I’m not the only one who likes it. Weirback says the beer has sold out in the first year he offered it, in 2005. He tripled production to 1,680 cases in 2006 and sold out again. This year, he had double that amount in pre-orders from his wholesalers and despite having made about 30 percent more, he says, “We’ll be out of it before the end of October.”
If you need more evidence, just glance at some numbers: BeerAdvocate, a beer-enthusiast website, lists 157 pumpkin beers. Or you can rely on a sure indicator of beer “hotness,” the presence of big brewers in a niche.
Anheuser-Busch introduced Jack’s Pumpkin Spice Ale in 2005 and has brought it out each autumn since. Coors brews Harvest Moon Pumpkin Ale as part of its Blue Moon line. It’s been doing so since 1996, despite Blue Moon’s initial low sales. Now that pumpkin beer has caught on, the company’s looking pretty smart.

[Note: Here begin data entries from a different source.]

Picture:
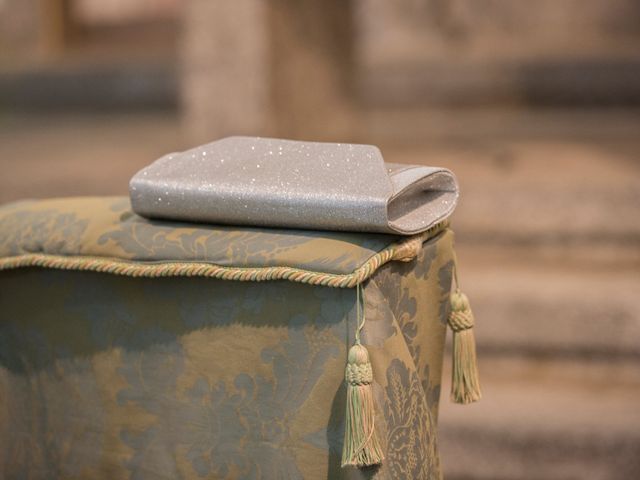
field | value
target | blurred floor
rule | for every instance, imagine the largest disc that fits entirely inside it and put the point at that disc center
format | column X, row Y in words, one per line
column 549, row 246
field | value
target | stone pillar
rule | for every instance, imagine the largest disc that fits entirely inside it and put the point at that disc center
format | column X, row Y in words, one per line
column 225, row 69
column 267, row 67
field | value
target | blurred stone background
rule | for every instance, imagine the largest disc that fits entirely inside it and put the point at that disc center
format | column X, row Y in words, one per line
column 536, row 107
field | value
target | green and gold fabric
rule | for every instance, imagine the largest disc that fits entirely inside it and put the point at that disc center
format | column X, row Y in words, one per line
column 136, row 349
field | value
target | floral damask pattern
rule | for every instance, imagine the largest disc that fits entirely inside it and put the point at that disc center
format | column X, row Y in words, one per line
column 237, row 430
column 411, row 446
column 103, row 376
column 43, row 231
column 106, row 227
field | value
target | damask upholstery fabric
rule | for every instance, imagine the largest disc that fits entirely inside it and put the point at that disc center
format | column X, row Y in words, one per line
column 106, row 376
column 106, row 227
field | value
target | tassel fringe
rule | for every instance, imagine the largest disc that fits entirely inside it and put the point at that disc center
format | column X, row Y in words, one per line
column 361, row 446
column 465, row 382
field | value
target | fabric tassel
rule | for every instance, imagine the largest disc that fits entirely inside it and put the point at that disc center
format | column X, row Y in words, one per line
column 465, row 383
column 361, row 447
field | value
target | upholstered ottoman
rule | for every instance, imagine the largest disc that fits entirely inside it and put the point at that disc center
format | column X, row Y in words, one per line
column 132, row 348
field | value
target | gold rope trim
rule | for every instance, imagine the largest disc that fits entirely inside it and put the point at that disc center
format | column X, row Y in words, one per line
column 398, row 251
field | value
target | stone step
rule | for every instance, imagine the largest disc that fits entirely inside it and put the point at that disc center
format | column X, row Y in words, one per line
column 534, row 306
column 545, row 420
column 521, row 188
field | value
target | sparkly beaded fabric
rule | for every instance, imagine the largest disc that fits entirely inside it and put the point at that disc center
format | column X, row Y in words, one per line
column 305, row 185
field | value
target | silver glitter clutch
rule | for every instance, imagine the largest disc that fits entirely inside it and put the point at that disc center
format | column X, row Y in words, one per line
column 282, row 183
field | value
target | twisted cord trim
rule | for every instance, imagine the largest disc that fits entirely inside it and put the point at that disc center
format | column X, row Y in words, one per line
column 397, row 251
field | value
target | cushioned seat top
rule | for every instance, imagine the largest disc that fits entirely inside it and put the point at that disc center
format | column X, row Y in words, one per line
column 103, row 234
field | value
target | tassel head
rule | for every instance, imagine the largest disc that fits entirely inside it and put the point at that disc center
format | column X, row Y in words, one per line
column 361, row 446
column 465, row 383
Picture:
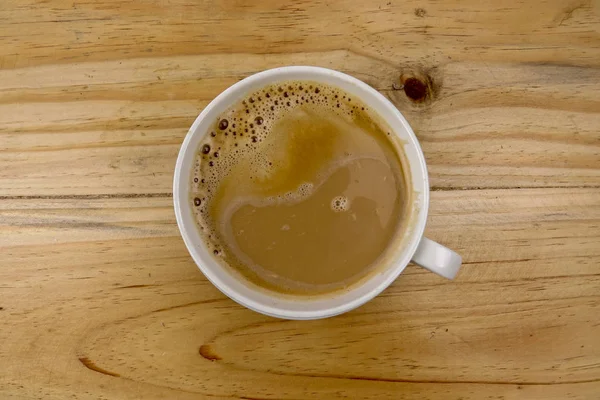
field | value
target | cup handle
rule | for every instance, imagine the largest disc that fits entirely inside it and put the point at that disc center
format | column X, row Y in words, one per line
column 437, row 258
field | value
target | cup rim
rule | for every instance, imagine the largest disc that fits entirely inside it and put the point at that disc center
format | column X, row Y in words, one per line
column 416, row 233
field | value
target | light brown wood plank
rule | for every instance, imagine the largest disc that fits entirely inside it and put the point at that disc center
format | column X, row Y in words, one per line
column 114, row 127
column 424, row 31
column 99, row 299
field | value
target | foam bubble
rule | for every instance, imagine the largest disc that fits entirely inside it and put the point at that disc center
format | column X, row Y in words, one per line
column 241, row 133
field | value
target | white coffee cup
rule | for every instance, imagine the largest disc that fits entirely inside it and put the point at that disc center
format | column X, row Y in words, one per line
column 413, row 246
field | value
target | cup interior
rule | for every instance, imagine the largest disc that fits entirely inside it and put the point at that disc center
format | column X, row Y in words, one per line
column 295, row 307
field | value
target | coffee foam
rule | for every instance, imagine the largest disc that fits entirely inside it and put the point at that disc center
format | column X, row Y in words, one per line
column 240, row 135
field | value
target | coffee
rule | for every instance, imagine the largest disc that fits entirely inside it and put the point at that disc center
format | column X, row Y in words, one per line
column 300, row 188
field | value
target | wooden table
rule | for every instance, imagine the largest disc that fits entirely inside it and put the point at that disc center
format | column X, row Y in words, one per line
column 99, row 298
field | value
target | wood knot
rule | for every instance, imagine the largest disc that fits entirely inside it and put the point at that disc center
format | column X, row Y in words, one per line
column 420, row 87
column 207, row 352
column 420, row 12
column 415, row 89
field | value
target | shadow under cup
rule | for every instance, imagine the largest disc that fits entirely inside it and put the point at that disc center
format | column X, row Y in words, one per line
column 400, row 251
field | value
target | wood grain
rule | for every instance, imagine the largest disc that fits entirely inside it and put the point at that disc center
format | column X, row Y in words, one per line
column 103, row 301
column 99, row 298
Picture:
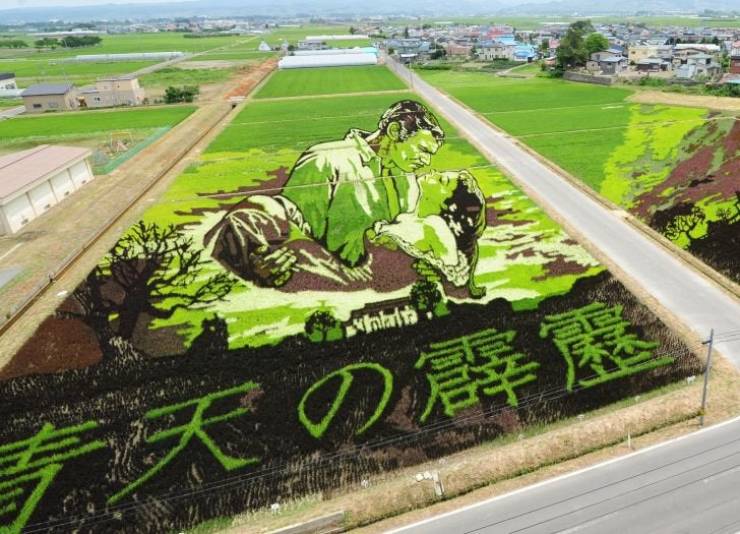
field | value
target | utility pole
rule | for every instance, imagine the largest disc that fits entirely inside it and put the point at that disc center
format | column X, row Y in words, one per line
column 709, row 344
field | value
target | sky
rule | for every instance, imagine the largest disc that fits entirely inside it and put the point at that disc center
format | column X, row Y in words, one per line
column 45, row 3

But pumpkin’s a mess for brewers; even canned pumpkin puts a lot of fiber and color in the system. The spices can ruin a brewery’s plastic beer lines used in the beermaking process, flavoring every beer that comes after them. No one wants to disappoint the pumpkin zombies, though, and it does make a nice treat in the season and something fun for Halloween. (View slideshow.)
I’ve come to look forward to a pint of pumpkin beer each autumn. I don’t sit at the bar and have three slices of pie in a glass; that’s too much. But if the leaves fall and I don’t get my glass of pumpkin beer, something’s just not right.